NHTSA Finalizes Rule Requiring New Vehicles to Possess Rear Visibility Technology
Client Alert | 3 min read | 04.17.14
After more than three years of delay, on March 31, 2014, the U.S. Department of Transportation's National Highway Traffic Safety Administration (NHTSA) finalized a rule that will require all new vehicles less than 10,000 pounds (including passenger cars, motorcycles, and trucks) manufactured on or after May 1, 2018 to have rear visibility technology. "Rear visibility technology" sufficient to satisfy the new federal standard must display a 10-foot by 20-foot area directly behind the vehicle no more than 2 seconds after the vehicle is put in reverse. Although the rule does not mandate the use of any specific technology, it is expected that most, if not all, manufacturers will comply with the rule by installing rearview cameras in their vehicles.
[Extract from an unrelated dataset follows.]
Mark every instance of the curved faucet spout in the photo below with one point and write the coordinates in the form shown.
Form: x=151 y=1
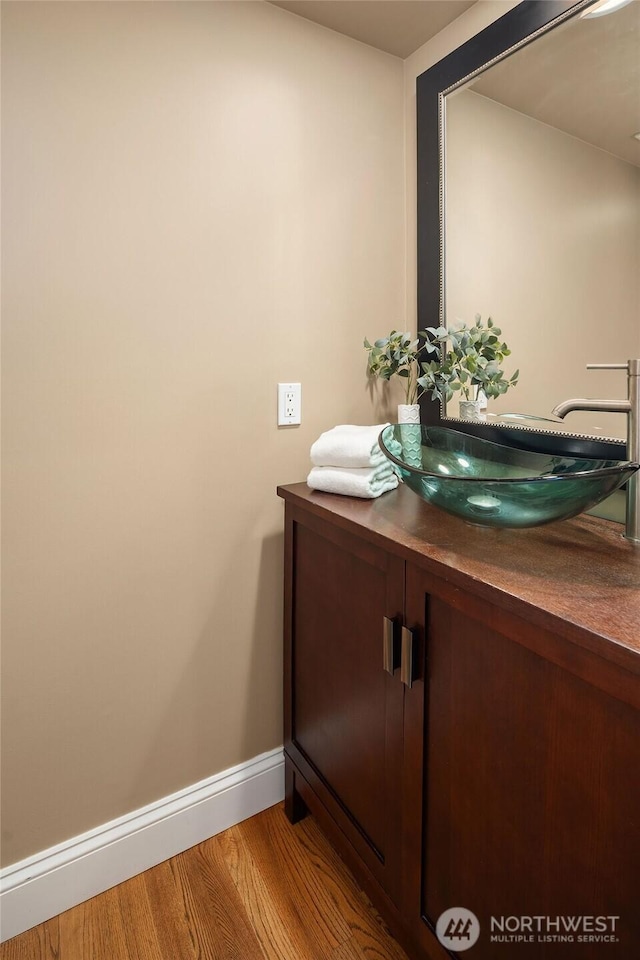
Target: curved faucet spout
x=598 y=406
x=630 y=406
Although manufacturers have until May 1, 2018 for their entire fleets of new vehicles less than 10,000 pounds to comply with the rule, the requirements must be phased in prior to that. Specifically, each manufacturer must ensure that 10 percent of its vehicles comply between May 1, 2016, to May 1, 2017. In the following year, the percentage rises to 40 percent.
NHTSA estimates that installing a compliant camera in a model year 2018 vehicle that already has a suitable display screen will cost $43 to $45, but that installation of a full system, including a camera and a display screen, will cost $132 to $142 per vehicle.
The rule is designed to reduce the risk of death and serious injury caused by backover accidents. By statute in 2008, Congress attempted to obligate NHTSA to promulgate these final regulations by February 2011. The agency initially proposed these regulations in 2010, but delayed final promulgation multiple times under authority allowing the Secretary of Transportation to modify the timeline if he determines that the statutory deadline cannot be met.
The final rule was released the day before the Department of Transportation was scheduled to defend this delay against consumer groups that sought a writ of mandamus in the U.S. Court of Appeals for the Second Circuit to force NHTSA to finalize this rule. Once the rule was promulgated, the court denied the consumers' mandamus petition as moot. This was not the first instance in which the Administration appeared to time its rule-making in response to this lawsuit: the day before the consumer group formally filed its mandamus petition, NHTSA finalized its previously-announced decision to add rearview cameras as a recommended feature to its New Car Assessment Program (NCAP) list.
While NHTSA has now finalized the rear visibility technology rule, NHTSA remains behind schedule in publishing a number of other final rules, including those regarding the sound levels of hybrid and electric vehicles and presence of electronic data recorders.